Thomas Friedman recently wrote about America’s real edge being its institutions that nurture innovation. Another advantage is the risk-taking culture and the culture of failure.
It used to be one of the most contrarian aspects of the culture of Silicon Valley — rewarding failure. Entreprenuers who took risks and developed companies that ultimately failed were seen in the positive. People with real learning experiences that ultimately make them better entreprenuers. In risk management, without failures to model you have models doomed to fail.
Dan Gillmor writes how Silicon Valley is losing its cultural advantage.
We still have one big advantage: risk-taking. More than any other developed nation, the United States encourages people to take economic risks, and our renewed culture of entrepreneurialism has brought us a long way in recent years.
But other places are moving in that direction, too. They have a long way to go, but as the rule of law grows and societies learn to see failure (at least the right kind) as something to value, not find shame in, America’s lead even here will shrink.

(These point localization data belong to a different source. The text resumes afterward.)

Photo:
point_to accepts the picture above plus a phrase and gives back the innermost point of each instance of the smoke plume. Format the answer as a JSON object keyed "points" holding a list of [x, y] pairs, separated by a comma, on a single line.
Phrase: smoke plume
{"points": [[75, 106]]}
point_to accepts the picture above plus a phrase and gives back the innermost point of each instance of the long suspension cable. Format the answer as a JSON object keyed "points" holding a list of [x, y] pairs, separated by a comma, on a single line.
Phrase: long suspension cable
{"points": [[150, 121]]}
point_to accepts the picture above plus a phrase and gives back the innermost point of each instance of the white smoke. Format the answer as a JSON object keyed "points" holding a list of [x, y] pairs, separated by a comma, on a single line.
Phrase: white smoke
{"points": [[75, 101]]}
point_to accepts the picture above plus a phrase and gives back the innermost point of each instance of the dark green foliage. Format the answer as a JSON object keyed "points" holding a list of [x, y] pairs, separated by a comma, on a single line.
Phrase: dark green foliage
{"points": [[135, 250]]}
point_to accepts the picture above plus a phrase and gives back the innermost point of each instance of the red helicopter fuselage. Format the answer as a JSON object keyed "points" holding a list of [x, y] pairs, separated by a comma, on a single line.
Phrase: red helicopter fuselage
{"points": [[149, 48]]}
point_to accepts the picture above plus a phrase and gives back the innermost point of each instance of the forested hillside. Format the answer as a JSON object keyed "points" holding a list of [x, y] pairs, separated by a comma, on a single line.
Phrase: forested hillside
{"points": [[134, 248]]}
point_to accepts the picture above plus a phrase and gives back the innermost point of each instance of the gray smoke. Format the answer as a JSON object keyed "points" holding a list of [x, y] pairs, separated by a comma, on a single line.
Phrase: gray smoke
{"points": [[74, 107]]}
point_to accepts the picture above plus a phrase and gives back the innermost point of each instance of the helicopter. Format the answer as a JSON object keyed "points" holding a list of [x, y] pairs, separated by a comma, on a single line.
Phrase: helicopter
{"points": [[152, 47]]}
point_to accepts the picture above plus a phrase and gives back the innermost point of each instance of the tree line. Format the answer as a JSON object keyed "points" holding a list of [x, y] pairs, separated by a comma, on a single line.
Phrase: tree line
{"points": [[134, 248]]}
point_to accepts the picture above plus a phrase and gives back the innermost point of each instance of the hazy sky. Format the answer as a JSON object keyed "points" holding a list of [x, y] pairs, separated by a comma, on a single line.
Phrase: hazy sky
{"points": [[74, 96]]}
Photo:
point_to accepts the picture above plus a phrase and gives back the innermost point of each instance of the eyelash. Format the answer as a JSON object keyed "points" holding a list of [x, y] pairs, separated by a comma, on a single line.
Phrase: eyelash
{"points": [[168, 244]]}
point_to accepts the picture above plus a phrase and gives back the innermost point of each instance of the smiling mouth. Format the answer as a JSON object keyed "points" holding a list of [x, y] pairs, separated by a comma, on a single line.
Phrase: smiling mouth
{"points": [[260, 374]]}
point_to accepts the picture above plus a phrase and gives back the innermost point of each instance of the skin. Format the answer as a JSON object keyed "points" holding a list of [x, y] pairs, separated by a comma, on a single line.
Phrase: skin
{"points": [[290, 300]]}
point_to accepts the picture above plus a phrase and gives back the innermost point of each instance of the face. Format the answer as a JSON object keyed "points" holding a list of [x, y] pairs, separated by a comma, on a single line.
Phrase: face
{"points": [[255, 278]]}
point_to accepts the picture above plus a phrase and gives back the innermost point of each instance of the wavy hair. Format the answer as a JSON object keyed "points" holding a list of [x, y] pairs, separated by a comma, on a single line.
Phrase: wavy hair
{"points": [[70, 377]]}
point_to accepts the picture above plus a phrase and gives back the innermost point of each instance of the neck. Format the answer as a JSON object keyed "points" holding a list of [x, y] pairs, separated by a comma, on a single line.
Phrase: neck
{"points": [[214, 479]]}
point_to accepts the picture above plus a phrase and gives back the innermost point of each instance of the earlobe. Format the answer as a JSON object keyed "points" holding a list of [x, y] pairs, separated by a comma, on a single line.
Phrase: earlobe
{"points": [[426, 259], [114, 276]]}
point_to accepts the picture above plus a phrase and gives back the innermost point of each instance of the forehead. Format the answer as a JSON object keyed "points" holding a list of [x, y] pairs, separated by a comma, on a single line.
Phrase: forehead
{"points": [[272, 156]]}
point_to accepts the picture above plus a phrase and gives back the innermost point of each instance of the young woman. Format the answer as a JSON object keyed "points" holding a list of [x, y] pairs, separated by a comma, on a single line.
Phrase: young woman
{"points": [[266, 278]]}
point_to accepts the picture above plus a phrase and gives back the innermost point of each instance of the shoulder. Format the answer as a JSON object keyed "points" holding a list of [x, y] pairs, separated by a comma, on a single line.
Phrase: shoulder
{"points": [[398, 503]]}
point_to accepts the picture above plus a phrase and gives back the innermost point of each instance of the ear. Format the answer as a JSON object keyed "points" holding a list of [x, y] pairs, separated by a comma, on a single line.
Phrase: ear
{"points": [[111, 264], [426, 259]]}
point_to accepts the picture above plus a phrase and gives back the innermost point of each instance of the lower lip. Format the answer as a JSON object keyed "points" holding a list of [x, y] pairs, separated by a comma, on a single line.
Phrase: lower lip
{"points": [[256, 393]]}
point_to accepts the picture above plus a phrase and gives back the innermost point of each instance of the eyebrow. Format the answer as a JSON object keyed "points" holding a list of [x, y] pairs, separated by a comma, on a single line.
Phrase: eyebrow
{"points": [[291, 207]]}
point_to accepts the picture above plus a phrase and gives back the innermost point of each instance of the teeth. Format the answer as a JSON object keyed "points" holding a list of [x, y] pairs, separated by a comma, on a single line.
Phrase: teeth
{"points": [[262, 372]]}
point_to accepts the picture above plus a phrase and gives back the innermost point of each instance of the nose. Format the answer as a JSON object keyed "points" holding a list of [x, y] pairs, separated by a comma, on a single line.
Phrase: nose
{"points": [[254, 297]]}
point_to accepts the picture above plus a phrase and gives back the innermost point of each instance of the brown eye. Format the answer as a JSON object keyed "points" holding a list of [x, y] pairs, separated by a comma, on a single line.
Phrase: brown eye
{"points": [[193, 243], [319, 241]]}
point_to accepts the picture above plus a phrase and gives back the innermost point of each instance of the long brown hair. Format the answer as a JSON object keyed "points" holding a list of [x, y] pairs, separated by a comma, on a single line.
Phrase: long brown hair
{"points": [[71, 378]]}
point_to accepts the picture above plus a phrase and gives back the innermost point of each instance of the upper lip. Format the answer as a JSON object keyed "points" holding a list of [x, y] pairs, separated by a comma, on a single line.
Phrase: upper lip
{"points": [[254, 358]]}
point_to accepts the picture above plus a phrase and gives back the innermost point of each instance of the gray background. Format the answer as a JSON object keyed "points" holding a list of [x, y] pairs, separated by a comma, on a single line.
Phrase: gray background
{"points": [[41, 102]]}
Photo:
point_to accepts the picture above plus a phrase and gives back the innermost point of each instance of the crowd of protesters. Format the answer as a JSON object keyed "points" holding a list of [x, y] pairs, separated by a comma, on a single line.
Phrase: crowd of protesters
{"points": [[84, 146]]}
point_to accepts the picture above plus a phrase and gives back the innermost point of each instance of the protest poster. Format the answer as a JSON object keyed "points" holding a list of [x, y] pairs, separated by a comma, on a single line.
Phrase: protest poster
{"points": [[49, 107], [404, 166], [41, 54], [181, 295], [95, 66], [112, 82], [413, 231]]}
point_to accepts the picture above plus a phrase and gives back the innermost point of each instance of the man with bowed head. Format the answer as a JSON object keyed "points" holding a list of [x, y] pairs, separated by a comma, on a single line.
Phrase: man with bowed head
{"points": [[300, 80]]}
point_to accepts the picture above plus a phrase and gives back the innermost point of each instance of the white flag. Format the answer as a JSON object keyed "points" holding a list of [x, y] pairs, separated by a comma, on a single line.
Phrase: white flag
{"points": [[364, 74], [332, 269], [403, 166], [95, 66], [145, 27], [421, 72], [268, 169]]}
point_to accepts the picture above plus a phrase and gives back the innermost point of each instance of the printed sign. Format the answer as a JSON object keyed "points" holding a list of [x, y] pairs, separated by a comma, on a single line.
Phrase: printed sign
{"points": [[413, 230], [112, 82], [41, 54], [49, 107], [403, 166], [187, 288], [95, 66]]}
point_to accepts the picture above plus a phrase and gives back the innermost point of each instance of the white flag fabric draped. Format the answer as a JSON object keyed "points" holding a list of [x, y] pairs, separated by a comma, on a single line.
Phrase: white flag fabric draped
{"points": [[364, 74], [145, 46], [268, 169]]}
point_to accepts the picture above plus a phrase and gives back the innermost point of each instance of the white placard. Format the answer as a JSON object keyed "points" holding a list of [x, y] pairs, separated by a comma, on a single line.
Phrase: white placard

I’m often asked, when visiting other parts of America and the world, why Silicon Valley has been such an economic powerhouse for so long. I tick off key reasons, including a risk-taking culture; lots of investment capital; smart, well-educated people who work hard; and great research universities. To some extent, the nation as a whole shares those qualities.
America isn’t losing any of those assets. But the rest of the world, especially Asia, is gaining all of them, and now has a competitive wage advantage to boot.